While a new idea in melanoma, combining demethylation treatment with platinum chemotherapies has been studied in other cancer types with positive results. One particular study examining multiple combinations found that decitabine had the greatest combination potential with platinum compounds, out of a screen of 16 drugs [59]. Decitabine can also rescue cisplatin resistance in head and neck squamous cell carcinoma (HNSCC) by demethylating of panel of genes associated with HNSCC resistance, and enhancing the cytotoxic and apoptotic effects of cisplatin [60]. This combination is also showing promise in ovarian cancer tumours.
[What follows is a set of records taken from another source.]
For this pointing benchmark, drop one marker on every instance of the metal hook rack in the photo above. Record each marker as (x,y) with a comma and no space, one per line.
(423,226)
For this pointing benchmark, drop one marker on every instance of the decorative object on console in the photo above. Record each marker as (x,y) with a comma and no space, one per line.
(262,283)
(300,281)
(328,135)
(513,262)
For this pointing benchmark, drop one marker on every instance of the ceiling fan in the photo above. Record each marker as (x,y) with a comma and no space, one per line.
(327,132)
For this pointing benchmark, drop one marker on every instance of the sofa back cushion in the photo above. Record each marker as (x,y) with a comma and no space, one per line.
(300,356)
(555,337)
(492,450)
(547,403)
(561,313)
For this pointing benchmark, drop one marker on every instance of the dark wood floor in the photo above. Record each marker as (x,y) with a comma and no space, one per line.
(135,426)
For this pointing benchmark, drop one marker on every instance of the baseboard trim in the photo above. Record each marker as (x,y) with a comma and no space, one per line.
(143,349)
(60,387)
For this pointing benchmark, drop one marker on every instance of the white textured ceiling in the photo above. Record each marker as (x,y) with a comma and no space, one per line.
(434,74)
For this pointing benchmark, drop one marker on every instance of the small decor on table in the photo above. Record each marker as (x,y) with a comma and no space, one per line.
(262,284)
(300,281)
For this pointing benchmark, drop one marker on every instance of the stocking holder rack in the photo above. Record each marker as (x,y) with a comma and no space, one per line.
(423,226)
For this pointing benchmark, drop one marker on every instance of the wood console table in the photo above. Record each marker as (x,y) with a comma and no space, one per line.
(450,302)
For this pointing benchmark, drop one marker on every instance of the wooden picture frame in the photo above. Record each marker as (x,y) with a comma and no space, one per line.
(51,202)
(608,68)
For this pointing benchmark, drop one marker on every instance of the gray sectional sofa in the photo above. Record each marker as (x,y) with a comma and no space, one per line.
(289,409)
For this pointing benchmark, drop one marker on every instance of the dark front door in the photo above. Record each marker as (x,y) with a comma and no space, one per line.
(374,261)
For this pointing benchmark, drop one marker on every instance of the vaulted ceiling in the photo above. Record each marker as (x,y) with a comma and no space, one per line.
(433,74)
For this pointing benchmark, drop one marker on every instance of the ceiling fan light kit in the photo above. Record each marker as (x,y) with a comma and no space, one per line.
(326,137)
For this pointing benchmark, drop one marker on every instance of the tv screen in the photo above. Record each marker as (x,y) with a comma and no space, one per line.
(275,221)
One study showed combined treatment resulted in a high response rate and progression free survival in platinum resistant patients [61]. In this study pathways enriched for demethylation include pathways in cancer, WNT signalling, and apoptosis, and some demethylated genes such as HOXA10 and RASSF1A correlated with progression free survival. Similar results have been found in neuroblastoma [62], renal carcinoma [63] and non-small cell lung cancer [64]. This makes combined decitabine and carboplatin treatment worthy of investigation in melanoma as it shows potential in other platinum resistant cancers.

The benefits of a combination decitabine and carboplatin treatment are not limited to DNA damaging and apoptotic mechanisms. One major challenge in cancer treatment is the ability of tumours to escape from immune detection and prevent efficient T-cell response to cancer cells [65]. Emerging research shows both carboplatin and decitabine may also have therapeutic benefits by enhancing the immunogenicity of tumour cells, allowing the immune system to target the cancer. This offers an interesting potential to be combined as a priming regime for immunotherapy.

Platinum chemotherapy compounds including carboplatin can induce a combination of stress and cell death that can initiate a tumour-specific immune response. Firstly, platinum therapy induces endoplasmic reticulum (ER) stress that results in calreticulin exposure on the cell surface, acting as a signal for dendritic cells [66]. Secondly, cells undergoing apoptosis from platinum compounds release ATP which acts as a chemoattractant for dendritic cells and macrophages to the tumour site [67]. Thirdly, during cell death, high mobility group protein 1 (HMGB-1) is released from the nucleus. This binds to toll like receptor 4 (TLR4) on dendritic cells leading to cytokine secretion and cross presentation [68]. Altogether these factors result in the attraction and maturation of dendritic cells. Additionally drugs such as carboplatin, but not other chemotherapies, have been shown to downregulate the programmed death ligand 2 (PDL-2) on both dendritic cells and tumour cells, resulting in enhanced antigen specific T-cell activation, through the IL-4/STAT6 pathway [69]. This can result in tumour antigen presentation in the lymph nodes leading to increased activated tumour-specific T-cells which will mount an immune response against the tumour [70].

Conclusion

Taken together the results of this study indicate treatment of melanoma with decitabine can sensitise cells to sequential carboplatin treatment. Demethylation can restore XPC induction in response to DNA damage. Demethylation of CpG island shores is likely to be responsible for this, but further research is needed to confirm this finding. Regardless, we have discovered the potential of a combination treatment for melanoma using decitabine to re-instate carboplatin sensitivity resulting in greatly increased apoptosis and decreased cellular proliferation. Further research into how this combination affects methylation genome wide in melanoma is needed to completely elucidate the mechanisms leading to this outcome.